Third, in this analysis, we regressed temporal differences in exposure to air pollution versus temporal differences in life expectancy across counties, and therefore county-specific factors that are correlated with both exposure to air pollution and life expectancy but that do not vary temporally are not confounders.
Another potential limitation is that exposure measurement error for the chemical components could be larger in nonurban counties than urban counties. This could be due to two reasons. First, nonurban counties usually are larger than urban counties, and yet the number of monitors in nonurban counties is smaller than the number of monitors in urban counties. In our study, the numbers of monitors for PM2.5 mass were 79 and 180 in nonurban and urban counties, respectively. Second, the between-monitor correlation among chemical components is likely to decrease as the distance between monitors increases and these correlations are different across the chemical components. Bell et al.30 studied the correlations of daily pollutant’s data for monitor pairs for each of the seven chemical components and found that correlations decline with increasing distance between two monitors. Correlations of ammonium, nitrate, and sulfate seem less sensitive to the change in distance than the correlation of elemental carbon.30
Finally, we only focused on seven components that contribute more than 1% to the overall PM2.5 total mass.7 Our analysis did not include components that constitute less than 1% of PM2.5 total mass but that are harmful.

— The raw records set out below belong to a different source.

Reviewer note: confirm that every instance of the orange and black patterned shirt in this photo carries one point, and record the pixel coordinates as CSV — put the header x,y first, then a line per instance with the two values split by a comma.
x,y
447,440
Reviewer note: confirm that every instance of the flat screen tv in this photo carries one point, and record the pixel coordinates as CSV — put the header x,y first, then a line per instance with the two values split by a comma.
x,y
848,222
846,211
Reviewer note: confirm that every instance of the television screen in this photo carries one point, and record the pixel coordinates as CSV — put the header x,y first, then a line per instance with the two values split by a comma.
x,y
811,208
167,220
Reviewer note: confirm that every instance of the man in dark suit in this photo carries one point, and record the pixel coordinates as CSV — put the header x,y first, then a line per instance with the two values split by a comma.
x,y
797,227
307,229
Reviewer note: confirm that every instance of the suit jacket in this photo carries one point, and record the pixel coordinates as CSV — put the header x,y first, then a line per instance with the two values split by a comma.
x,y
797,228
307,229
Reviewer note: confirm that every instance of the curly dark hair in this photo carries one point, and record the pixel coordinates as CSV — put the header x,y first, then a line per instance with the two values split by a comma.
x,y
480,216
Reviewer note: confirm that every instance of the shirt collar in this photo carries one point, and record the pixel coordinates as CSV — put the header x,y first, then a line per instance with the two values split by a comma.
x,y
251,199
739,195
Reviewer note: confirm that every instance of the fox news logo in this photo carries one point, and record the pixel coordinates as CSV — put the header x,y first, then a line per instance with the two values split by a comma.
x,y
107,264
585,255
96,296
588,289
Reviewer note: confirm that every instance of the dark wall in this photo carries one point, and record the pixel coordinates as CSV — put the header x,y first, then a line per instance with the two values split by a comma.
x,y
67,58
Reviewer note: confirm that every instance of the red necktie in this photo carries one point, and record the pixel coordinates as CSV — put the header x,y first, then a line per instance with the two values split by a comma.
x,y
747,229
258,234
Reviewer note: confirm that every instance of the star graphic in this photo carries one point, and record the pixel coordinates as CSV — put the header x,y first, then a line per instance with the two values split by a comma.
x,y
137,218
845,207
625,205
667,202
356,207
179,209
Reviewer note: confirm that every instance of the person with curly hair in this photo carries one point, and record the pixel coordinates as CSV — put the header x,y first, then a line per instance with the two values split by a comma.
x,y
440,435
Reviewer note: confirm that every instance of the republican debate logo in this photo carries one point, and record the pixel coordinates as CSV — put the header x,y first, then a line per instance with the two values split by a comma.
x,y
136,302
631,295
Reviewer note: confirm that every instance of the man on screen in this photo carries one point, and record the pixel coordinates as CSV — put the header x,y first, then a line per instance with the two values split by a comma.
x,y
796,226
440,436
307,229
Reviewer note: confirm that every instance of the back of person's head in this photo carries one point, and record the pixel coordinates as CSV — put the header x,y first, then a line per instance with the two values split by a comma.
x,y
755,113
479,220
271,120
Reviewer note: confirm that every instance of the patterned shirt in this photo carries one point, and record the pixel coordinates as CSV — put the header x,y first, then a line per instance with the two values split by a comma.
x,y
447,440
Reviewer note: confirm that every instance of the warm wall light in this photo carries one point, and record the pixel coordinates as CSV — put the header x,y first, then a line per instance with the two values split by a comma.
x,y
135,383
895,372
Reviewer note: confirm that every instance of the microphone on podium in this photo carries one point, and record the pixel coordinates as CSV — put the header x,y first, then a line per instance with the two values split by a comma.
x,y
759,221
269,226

Despite these limitations, our findings provide evidence that county-specific reductions in long-term exposure to sulfate emissions, which are usually generated from automobile traffic, power generation, industry and agriculture, were associated with an increase in life expectancy. Also we found that county-specific reductions in ammonium emissions, which are more common in nonurban areas and usually generated by the use of fertilizers and waste disposal sites, and county-specific reductions in sodium ion emissions, which are usually generated from industry and agriculture (e.g., treatment of biological wastewater), were associated with an increase in life expectancy in the nonurban counties. Identifying these drivers could potentially allow for more targeted air quality regulation and further inform understanding of the mechanisms by which fine-particulate air pollution affects public health.